Saya pernah membaca sebuah esai seorang budayawan Jogja, Indra Tranggono (Kompas, 8 Juni 2013), yang intinya menyatakan seperti ini:

Kini masyarakat semakin permisif (serba boleh). Kaum koruptor pun tak lagi mendapatkan sanksi sosial yang berat, tetapi justru “dimaklumi”, bahkan disambut dengan selebrasi. Siapa pun yang korupsi atau menjadi bagian dari persekongkolan penyolongan duit rakyat kini justru semakin populer dan “diterima” publik. Tanpa disadari, politik media massa—yang meletakkan negativitas sebagai basis pemberitaan—telah mengapitalisasi isu korupsi beserta aktor-aktornya menjadi komoditas.

Yang terjadi pada mayoritas bangsa ini—terutama yang memiliki kuasa politik, ekonomi, sosial, dan budaya—justru menyelenggarakan festival kerakusan dengan ramai-ramai memperbesar meja makan masing- masing. Mereka pamer menu makanan berharga jutaan untuk sekali makan di depan orang- orang yang hanya bisa membayangkan rasa kenyang.

Dengan meja makan yang terus diperbesar, mereka tidak mengenal rasa cukup. Kekayaan yang mereka peroleh bukan menerbitkan rasa syukur melainkan justru menambah rasa lapar mereka untuk meraih kekayaan yang lebih besar, dengan cara-cara yang menyimpang moral dan melawan hukum.

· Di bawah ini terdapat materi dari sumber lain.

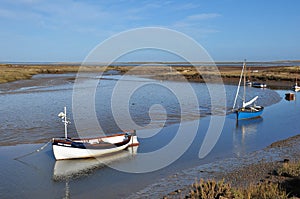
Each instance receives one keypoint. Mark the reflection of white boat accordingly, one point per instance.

Saya khawatir ke depan ukuran kebangsaan bukan lagi rasa senasib, melainkan kekayaan tanpa mengenal rasa cukup. Siapa pun akan tidak diakui sebagai bagian dari bangsa ini hanya karena miskin. Cap sebagai beban negara pun disematkan kepada kaum papa.

Padahal, di masa depan bangsa ini lebih membutuhkan pemimpin-pemimpin berkapasitas negarawan berkemampuan manajerial daripada penguasa-penguasa yang tak lebih dari “satuan pengaman” bagi kepentingan asing.

Setelah membaca tulisan itu, saya pun bertanya dalam hati: “Qou Vadis Indonesiaku?”